On Tuesday, November 6th, voters in Colorado and across the nation hit the voting booths to submit their midterm election ballots. There were a multitude of issues addressed on this year’s ballot, many of which directly impact Coloradans and even high schoolers. The votes have been casted and the results are now known, so it is important to look at both the positive and negative repercussions of each bill passed, and how they may influence the lives of Chaparral students.

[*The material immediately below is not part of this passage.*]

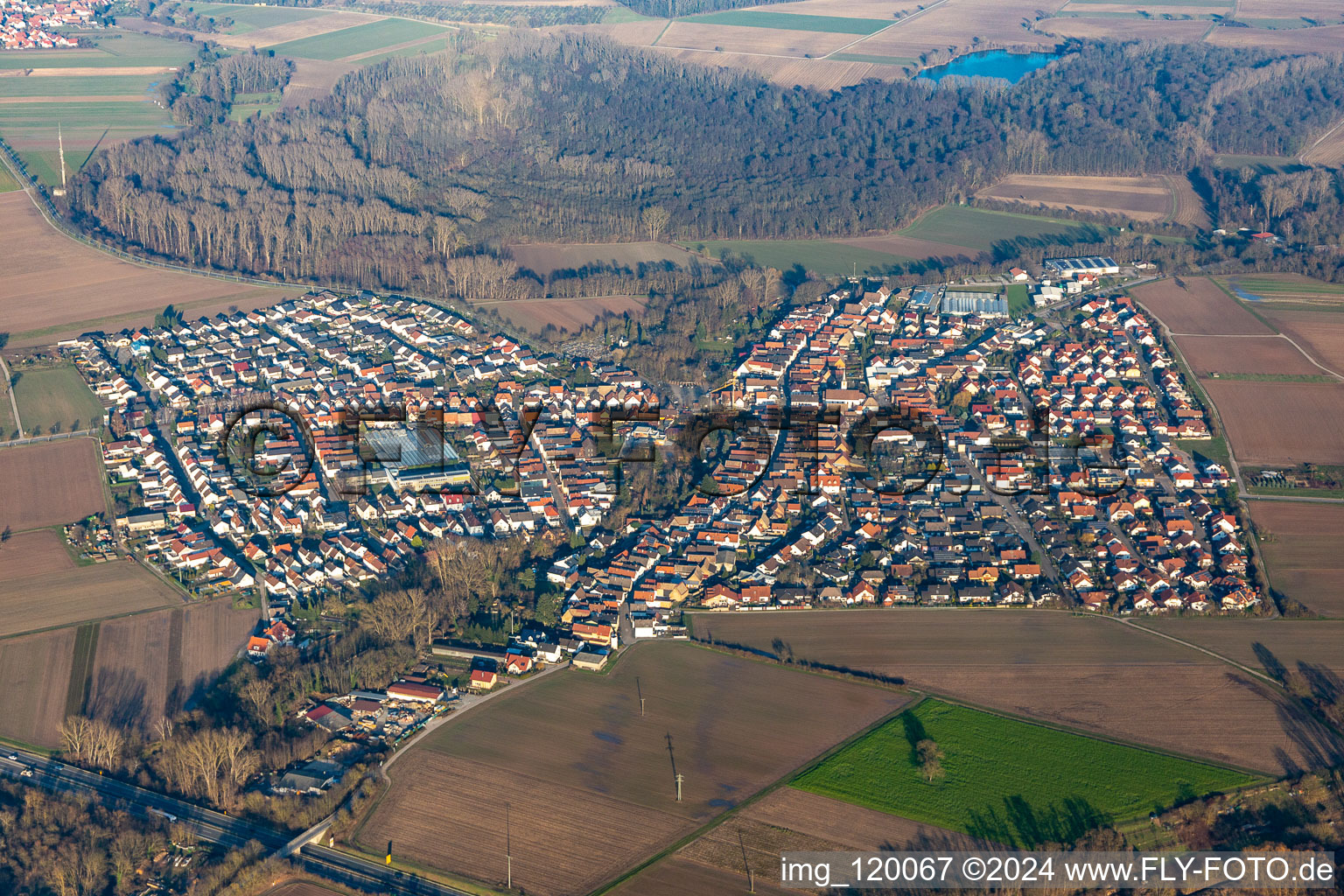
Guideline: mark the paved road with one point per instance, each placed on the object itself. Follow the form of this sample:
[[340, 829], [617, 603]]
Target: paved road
[[34, 439], [217, 828], [14, 404]]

Amendment 73 was a ballot issue expected to have one of the greatest direct impacts on public school students in Colorado. Hours after polls closed on Nov. 6th, the official verdict was announced, stating that Coloradans rejected Amendment 73 by a 55% to 45% margin. By voting ‘yes’ on Amendment 73, citizens would support the increase of taxes for individuals making more than $150K annually, which will supposedly amount to approximately $1.6 billion. The sum collected from the tax hike is intended to fund educational programs, with $120 million set to go to special education programs, $20 million to English Language Proficiency, $10 million to gifted and talented programs, and an expected $7,300 increase of base per pupil budgets. Opposers of Amendment 73 claim that the tax increase will not fix the failures of the education system, and that the proposed increase itself is so drastic that it may have a monumental impact on many families. Based on the results, it is evident that the majority of Colorado voters were not in favor of the tax increase, and the outcome of that verdict may ultimately reflect itself in the conditions of our public schools for the years to come.

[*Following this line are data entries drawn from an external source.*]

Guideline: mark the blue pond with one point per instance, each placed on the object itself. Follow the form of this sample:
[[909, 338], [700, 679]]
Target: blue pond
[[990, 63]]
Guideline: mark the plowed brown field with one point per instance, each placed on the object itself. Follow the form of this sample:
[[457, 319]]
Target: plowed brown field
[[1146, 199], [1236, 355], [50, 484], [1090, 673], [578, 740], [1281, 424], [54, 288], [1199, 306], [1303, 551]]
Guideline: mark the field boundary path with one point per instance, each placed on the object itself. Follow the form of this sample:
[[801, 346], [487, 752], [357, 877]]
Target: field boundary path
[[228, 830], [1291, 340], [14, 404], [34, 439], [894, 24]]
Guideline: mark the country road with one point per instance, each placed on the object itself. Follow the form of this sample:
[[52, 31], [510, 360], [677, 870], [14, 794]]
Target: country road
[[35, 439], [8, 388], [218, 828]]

Proposition 112, although not directly related to the education system, may also have a notable influence on schools and students. Colorado voters rejected Prop. 112, with only about 42% support. Proposition 112 was intended to prohibit the construction of oil & gas sites within half a mile of schools, fields, playgrounds, homes, and other public/living areas. Supporters agreed that the large and potentially hazardous machinery used in the fracking process is not suitable landscape for children and families. Many opposers of the proposition were concerned about the impact that the restrictions would have on those employed by the fracking industry, which has boosted Colorado’s economy immensely in recent years. Passing Prop. 112 would result in an expected tax revenue loss of $7 billion, which would reduce school budgets, especially in poorer districts. The Proposition failing means that future oil & gas sites will be held to the state’s current standards.

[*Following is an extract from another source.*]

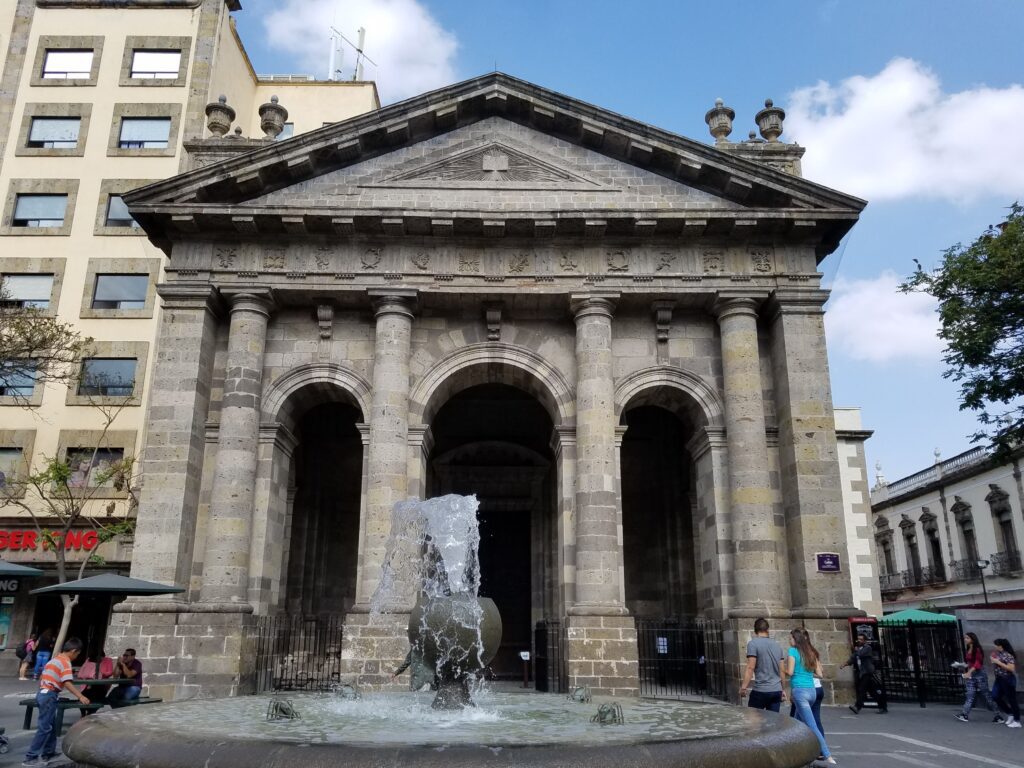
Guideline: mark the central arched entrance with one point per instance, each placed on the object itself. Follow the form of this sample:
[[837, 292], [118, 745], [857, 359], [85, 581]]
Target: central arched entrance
[[495, 440]]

In terms of general verdicts reached during midterms, the next governor of Colorado will be Democrat Jared Polis, who is also the first openly gay & Jewish governor in US history. Additionally, previous CO representative Mike Coffman was voted out of his senate position, with Democrat Jason Crow as his successor.
The issues voted upon during the 2018 Midterm Election will undoubtedly impact the lives of all citizens state and nation wide. The emphasis on education in this election specifically forecasts some major changes in Colorado school districts, many of which will change the public school experience for generations of students to come, and all results signify that change is on the horizon.